This is a proposal
I’d support. Whilst giving tax relief to
encourage people to save for their retirement through recognised pension
schemes is a sensible approach, the current system allows disproportionate
benefit to higher rate tax payers. It’s
an example of a state ‘benefit’ which aids the most well-off more than the
poorest.
Sadly, the rumours
suggest that rather than limiting tax relief to basic rate, he will instead
propose a cut off point for the maximum level of tax free contributions. Still, it’s at least a nod in the right
direction, even if it limits the impact to those earning £200,000 or more a
year.
It was the CBI’s
response which struck me. It warned that
setting the maximum pension contribution level any lower than £50,000 a year
would “hit vast swathes of middle-income earners”. In short, they believe that people who are able
to save £40,000 a year out of their income towards their retirement are “middle
earners”. It’s hard to believe that they
inhabit the same planet as the rest of us.
2 comments:
Lets face it John for the majority of the members of the CBI £40,000 is chickenfeed.
They probably think that £100,000 a year is what lower management earn.
And probably that even more powerful Institute of Directors think that anyone earning under £250,000is probably a middle earner.

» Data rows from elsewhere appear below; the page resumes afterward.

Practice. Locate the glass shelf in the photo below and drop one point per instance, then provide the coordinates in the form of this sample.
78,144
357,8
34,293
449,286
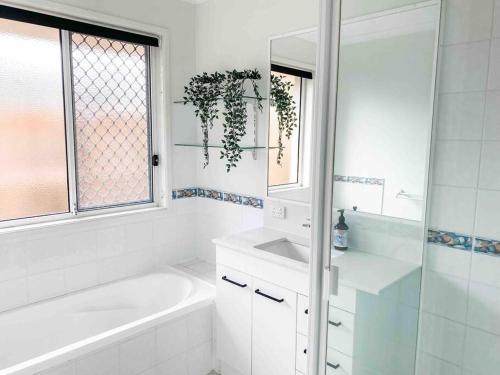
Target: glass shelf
220,99
220,146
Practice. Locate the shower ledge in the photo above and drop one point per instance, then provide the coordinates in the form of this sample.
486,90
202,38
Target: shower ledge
365,272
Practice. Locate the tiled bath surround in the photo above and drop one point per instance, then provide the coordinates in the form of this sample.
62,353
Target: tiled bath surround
460,331
182,346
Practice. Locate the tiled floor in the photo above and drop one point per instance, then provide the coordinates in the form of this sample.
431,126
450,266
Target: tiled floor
200,269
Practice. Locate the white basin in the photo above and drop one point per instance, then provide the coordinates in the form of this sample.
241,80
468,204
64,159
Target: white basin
286,248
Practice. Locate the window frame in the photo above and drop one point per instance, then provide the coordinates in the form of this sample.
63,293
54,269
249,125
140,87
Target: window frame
160,124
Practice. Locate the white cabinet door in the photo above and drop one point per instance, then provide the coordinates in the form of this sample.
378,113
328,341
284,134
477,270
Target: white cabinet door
274,329
234,319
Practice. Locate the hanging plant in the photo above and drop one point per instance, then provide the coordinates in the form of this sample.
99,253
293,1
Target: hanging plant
235,112
282,100
203,91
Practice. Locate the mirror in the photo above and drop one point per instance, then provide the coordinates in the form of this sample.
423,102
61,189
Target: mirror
293,67
384,111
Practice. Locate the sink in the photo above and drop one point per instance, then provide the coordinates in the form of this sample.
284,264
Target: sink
286,248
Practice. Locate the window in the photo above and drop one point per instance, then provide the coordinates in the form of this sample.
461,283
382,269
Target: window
75,117
294,168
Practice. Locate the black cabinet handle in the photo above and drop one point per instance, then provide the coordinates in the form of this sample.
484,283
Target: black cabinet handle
257,291
234,282
333,366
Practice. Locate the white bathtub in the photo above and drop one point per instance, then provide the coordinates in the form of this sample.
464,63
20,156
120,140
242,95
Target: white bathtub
49,333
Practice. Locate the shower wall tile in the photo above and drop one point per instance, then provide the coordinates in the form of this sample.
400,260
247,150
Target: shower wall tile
464,67
460,116
442,338
494,66
489,177
492,116
445,296
484,307
429,365
456,163
488,207
467,21
481,352
452,208
448,261
485,269
496,20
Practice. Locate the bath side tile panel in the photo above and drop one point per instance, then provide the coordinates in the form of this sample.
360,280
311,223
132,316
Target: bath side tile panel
138,353
172,339
481,352
177,365
67,368
102,362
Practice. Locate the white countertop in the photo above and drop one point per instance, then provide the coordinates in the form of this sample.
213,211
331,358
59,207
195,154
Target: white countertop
363,271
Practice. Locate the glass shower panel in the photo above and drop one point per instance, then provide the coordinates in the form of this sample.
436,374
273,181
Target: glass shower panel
385,94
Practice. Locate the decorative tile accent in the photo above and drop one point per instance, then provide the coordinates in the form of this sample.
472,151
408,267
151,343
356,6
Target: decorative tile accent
491,247
450,239
218,195
359,180
184,193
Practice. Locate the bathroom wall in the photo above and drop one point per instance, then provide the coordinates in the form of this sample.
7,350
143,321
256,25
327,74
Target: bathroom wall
44,262
460,329
234,35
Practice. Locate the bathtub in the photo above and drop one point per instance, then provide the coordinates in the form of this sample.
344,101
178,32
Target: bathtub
46,334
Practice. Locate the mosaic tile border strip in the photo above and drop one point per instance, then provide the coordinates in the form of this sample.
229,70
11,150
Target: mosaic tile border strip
449,239
490,247
359,180
219,196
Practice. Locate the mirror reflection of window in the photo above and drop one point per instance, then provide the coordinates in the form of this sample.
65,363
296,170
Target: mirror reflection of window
294,168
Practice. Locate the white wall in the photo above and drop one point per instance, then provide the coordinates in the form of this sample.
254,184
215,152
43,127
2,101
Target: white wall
234,35
460,330
40,263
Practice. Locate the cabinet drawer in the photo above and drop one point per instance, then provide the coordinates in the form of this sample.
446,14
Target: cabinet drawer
341,331
274,324
234,319
345,300
302,314
301,357
342,363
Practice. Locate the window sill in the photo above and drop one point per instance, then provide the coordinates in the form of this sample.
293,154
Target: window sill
57,223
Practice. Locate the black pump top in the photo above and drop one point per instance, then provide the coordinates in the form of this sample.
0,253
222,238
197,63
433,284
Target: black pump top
341,224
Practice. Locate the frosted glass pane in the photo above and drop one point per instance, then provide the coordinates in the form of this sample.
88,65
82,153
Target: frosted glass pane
112,130
33,172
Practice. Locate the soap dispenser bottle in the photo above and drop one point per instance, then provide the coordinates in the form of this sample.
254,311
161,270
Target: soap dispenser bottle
340,233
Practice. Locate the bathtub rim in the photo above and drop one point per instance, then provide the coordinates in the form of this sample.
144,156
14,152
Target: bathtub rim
204,296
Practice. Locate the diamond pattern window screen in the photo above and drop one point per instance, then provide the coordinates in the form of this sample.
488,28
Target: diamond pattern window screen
111,122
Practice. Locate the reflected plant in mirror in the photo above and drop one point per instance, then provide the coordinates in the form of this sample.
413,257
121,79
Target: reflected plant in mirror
282,101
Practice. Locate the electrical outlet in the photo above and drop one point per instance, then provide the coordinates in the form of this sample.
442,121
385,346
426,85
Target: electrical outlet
278,212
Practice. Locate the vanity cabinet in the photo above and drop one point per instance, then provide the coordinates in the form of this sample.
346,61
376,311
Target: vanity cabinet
256,325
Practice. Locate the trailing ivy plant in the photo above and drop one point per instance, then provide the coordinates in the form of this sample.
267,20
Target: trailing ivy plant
235,112
203,91
282,100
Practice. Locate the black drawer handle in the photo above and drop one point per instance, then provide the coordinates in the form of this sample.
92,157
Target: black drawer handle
332,365
234,282
257,291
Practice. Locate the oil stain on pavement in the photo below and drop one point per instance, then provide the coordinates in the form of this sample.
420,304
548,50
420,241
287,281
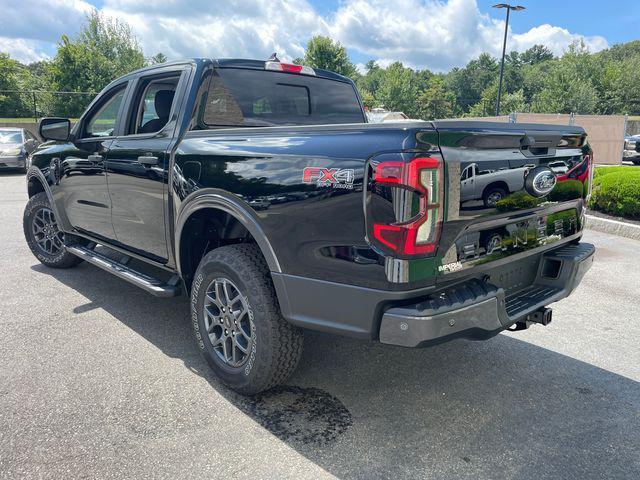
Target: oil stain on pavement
307,416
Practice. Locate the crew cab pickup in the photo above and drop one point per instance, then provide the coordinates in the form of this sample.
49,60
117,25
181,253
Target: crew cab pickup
258,189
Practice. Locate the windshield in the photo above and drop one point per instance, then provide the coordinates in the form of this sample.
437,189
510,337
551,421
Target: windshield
10,136
258,98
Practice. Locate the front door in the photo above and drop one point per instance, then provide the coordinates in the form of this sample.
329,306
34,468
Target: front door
81,182
138,165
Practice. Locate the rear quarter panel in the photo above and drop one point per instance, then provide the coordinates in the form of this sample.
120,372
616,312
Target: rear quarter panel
316,230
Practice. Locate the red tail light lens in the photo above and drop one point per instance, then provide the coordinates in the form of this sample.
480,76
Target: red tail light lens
420,232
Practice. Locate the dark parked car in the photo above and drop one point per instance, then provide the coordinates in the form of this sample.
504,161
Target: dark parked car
260,190
16,144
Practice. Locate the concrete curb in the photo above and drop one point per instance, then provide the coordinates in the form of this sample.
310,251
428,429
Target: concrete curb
614,227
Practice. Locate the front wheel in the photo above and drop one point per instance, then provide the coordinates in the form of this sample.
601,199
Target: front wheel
237,321
492,196
43,236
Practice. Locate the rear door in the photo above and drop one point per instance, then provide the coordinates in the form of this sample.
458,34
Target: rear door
138,162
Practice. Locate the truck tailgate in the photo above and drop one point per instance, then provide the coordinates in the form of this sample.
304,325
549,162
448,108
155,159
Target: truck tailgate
512,190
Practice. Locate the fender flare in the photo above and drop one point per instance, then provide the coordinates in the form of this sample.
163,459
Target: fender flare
34,173
220,200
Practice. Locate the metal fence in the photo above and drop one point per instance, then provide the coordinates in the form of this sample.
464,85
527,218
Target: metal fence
31,105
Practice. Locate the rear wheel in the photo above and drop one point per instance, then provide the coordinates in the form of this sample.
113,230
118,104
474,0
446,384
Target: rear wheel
237,321
43,236
492,196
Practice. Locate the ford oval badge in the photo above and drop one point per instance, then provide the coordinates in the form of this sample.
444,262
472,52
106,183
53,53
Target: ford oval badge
540,181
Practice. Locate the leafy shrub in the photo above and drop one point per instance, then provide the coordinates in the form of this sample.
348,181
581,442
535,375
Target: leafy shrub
617,192
602,171
517,201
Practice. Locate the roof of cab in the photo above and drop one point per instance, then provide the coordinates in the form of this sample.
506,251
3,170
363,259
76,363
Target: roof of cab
230,63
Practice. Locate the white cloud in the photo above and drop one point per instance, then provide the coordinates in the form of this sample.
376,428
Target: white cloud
25,51
42,20
233,28
556,39
434,34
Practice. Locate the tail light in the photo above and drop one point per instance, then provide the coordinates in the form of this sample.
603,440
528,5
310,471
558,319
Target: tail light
414,190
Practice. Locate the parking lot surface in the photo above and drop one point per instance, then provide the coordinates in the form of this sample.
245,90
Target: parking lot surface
100,380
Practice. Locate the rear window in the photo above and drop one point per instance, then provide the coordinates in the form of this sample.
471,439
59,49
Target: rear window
255,98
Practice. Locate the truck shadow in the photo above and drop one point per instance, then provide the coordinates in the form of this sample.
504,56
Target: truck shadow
498,409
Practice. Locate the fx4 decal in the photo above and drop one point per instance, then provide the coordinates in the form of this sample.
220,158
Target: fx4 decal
329,177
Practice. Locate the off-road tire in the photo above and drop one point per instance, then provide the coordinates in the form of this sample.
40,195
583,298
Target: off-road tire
487,196
277,345
58,259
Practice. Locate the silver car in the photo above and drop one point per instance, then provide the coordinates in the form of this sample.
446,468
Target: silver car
15,146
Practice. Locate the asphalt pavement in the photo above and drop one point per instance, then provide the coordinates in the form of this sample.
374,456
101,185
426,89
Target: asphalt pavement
100,380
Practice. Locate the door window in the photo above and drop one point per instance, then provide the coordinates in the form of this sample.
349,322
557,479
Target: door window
155,101
103,121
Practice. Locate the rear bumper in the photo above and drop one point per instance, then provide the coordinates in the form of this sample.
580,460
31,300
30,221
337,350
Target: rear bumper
480,310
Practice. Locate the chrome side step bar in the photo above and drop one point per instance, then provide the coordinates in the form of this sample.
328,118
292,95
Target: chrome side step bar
154,286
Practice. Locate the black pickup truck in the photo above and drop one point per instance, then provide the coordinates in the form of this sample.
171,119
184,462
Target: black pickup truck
259,189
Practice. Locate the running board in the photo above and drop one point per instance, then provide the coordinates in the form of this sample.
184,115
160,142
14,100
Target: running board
152,285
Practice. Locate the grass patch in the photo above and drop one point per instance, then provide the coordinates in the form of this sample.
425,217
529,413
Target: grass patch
616,190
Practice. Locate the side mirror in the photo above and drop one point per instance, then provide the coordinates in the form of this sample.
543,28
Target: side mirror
55,129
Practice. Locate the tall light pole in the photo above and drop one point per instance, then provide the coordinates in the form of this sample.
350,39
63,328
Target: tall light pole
504,46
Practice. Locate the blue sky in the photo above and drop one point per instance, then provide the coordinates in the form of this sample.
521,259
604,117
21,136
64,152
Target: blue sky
434,34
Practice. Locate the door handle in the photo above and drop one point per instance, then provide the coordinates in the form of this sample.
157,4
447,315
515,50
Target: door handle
148,161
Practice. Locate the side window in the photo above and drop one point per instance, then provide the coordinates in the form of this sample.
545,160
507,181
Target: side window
103,122
153,105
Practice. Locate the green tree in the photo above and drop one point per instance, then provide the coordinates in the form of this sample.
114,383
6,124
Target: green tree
510,102
436,101
569,85
398,90
469,82
323,52
103,50
536,54
12,76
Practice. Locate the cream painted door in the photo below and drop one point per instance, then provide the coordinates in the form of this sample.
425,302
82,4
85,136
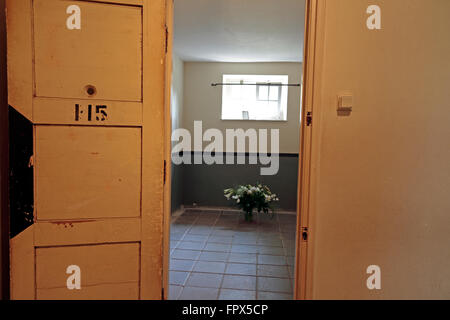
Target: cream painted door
90,76
375,183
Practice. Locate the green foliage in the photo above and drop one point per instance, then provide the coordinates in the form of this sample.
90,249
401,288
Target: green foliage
249,197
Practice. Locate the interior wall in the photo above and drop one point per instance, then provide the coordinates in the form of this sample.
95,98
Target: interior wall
383,180
203,102
177,98
4,213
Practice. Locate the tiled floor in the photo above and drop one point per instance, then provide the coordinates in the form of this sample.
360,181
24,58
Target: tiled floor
217,255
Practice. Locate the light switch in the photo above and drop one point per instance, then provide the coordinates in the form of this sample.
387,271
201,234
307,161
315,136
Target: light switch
345,103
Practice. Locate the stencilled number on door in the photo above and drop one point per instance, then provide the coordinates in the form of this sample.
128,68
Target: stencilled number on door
91,113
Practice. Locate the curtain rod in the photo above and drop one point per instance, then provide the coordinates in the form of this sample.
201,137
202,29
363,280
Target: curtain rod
257,84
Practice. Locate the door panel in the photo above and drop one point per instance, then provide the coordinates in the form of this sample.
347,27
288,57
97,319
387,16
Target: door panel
87,172
98,155
105,53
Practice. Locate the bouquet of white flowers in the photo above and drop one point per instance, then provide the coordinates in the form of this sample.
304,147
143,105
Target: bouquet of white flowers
249,198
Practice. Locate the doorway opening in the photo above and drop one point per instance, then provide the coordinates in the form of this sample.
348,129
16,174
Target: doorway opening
236,73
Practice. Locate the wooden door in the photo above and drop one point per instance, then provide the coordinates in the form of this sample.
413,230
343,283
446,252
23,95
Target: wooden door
90,77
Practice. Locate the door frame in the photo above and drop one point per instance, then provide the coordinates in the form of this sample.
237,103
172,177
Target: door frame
309,148
167,213
312,69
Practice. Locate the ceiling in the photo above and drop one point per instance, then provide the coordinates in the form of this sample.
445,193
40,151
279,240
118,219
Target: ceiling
239,30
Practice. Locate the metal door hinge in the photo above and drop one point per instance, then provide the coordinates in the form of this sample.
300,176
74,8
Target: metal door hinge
309,119
305,234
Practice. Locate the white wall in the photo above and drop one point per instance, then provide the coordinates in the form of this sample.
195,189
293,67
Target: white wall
203,102
177,91
382,177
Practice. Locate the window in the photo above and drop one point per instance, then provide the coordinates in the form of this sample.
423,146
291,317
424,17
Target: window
255,97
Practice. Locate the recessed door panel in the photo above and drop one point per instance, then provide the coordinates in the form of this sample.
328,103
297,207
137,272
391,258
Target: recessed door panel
87,172
106,271
101,60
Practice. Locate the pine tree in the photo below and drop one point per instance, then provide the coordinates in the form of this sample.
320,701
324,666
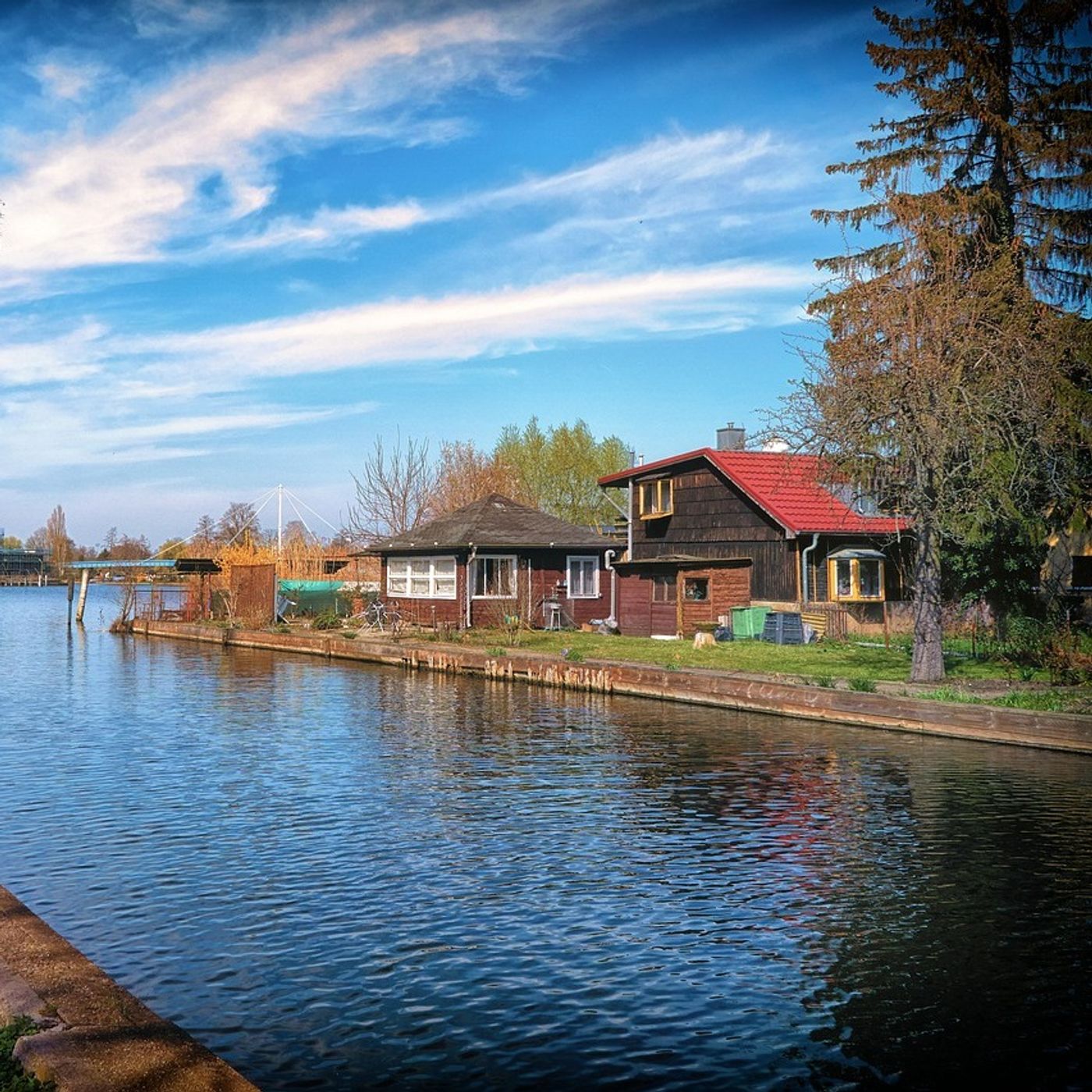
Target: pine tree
1004,115
950,371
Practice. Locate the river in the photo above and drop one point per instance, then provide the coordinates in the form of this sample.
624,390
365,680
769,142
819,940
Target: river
343,877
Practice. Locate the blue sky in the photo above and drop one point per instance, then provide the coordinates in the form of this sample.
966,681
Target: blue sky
242,239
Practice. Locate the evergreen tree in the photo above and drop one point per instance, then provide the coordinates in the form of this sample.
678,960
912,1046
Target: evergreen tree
1002,98
942,374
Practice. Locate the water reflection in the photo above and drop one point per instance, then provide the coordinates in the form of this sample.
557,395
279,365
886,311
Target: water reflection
344,877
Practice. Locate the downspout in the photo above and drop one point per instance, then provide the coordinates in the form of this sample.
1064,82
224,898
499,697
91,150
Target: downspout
470,576
608,562
629,523
805,591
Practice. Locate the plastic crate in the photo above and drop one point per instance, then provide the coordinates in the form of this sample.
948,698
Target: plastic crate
747,622
783,628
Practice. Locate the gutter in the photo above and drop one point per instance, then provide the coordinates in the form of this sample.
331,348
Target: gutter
608,562
805,591
470,575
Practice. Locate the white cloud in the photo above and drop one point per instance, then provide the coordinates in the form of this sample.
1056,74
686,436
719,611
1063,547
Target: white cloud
67,81
666,178
74,431
464,325
118,197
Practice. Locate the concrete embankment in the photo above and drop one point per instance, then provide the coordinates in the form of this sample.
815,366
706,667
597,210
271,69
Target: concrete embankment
96,1037
1066,732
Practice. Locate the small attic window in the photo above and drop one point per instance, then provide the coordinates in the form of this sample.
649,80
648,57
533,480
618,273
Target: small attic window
655,498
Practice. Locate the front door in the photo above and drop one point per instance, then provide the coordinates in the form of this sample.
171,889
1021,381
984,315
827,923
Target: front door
665,605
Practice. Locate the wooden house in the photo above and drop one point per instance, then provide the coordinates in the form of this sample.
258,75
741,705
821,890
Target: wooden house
495,559
713,529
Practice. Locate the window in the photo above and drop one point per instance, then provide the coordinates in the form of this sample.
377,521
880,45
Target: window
856,578
495,578
663,589
583,578
422,578
696,589
654,498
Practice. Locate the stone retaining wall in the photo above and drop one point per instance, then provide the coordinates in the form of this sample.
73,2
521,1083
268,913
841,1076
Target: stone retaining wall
96,1037
1067,732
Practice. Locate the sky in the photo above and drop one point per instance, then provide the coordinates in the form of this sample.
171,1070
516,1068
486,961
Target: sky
242,239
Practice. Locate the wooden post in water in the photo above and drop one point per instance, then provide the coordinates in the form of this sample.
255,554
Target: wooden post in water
84,580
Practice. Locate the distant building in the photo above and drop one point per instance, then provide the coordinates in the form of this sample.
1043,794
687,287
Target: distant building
713,529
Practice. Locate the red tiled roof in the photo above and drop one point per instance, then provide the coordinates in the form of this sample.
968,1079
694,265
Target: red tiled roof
786,486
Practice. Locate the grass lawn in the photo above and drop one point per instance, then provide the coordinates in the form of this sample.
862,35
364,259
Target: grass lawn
826,660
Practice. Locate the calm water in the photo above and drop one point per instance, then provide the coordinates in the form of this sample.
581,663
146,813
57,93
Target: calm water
343,877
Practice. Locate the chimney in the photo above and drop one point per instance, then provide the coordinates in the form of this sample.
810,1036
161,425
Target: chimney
731,438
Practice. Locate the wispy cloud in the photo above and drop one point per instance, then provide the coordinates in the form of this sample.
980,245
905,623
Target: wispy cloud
122,194
672,176
73,431
123,399
463,325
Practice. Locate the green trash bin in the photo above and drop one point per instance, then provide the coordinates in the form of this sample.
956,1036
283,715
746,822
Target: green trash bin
747,622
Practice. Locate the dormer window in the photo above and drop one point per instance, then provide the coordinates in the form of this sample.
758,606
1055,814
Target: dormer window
654,498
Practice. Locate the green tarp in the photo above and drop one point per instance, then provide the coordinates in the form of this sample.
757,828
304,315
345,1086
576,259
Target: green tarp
311,597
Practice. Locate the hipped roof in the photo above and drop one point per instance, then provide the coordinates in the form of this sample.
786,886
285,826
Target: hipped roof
788,486
493,522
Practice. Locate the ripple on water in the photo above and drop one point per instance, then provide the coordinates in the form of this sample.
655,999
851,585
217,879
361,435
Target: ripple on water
342,877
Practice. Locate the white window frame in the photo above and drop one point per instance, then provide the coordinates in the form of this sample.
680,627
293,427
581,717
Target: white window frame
854,593
593,558
497,557
403,575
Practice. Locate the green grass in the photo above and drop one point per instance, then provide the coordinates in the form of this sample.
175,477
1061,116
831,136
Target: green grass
12,1078
1076,700
827,660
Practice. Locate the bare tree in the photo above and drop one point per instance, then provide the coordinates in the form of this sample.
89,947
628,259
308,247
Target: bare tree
57,540
238,524
395,491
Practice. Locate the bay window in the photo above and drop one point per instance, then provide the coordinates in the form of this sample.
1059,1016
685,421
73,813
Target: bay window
856,576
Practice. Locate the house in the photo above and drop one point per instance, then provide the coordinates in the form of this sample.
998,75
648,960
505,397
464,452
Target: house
718,527
496,559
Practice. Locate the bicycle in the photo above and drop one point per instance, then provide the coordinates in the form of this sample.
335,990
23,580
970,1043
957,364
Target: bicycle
381,616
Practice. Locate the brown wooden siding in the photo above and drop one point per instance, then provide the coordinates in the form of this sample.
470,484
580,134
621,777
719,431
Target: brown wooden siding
728,587
638,616
711,518
548,570
707,508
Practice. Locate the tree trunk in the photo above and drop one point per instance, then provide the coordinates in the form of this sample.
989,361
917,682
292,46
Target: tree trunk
927,664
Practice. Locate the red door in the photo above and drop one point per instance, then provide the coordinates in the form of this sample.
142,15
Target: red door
665,605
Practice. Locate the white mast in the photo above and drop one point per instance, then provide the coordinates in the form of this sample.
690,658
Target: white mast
280,519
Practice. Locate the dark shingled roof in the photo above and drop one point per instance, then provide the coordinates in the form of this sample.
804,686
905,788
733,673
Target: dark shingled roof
494,521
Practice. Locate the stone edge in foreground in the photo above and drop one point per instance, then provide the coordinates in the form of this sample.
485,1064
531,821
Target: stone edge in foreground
96,1037
1065,732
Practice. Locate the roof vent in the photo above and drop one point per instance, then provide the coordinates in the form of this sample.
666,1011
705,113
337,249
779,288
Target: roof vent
731,438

I'm not surprised by the CBI this response about middle earners saving 50 K. People that save less than that don't count in that book, a rather like the 47% that Mitt Romney was speaking about in the U.S. presidential election was not worth worrying about as regards support they don't contribute anything. I'm sure that the CBI probably take the same view. It's not that they don't live in the real world we don't exist in theirs. And yet it is the middle class (by the American definition) that is the backbone of society, who spend most of their money on taxes and the economy, they don't save anything because they do not make enough money to be able to save.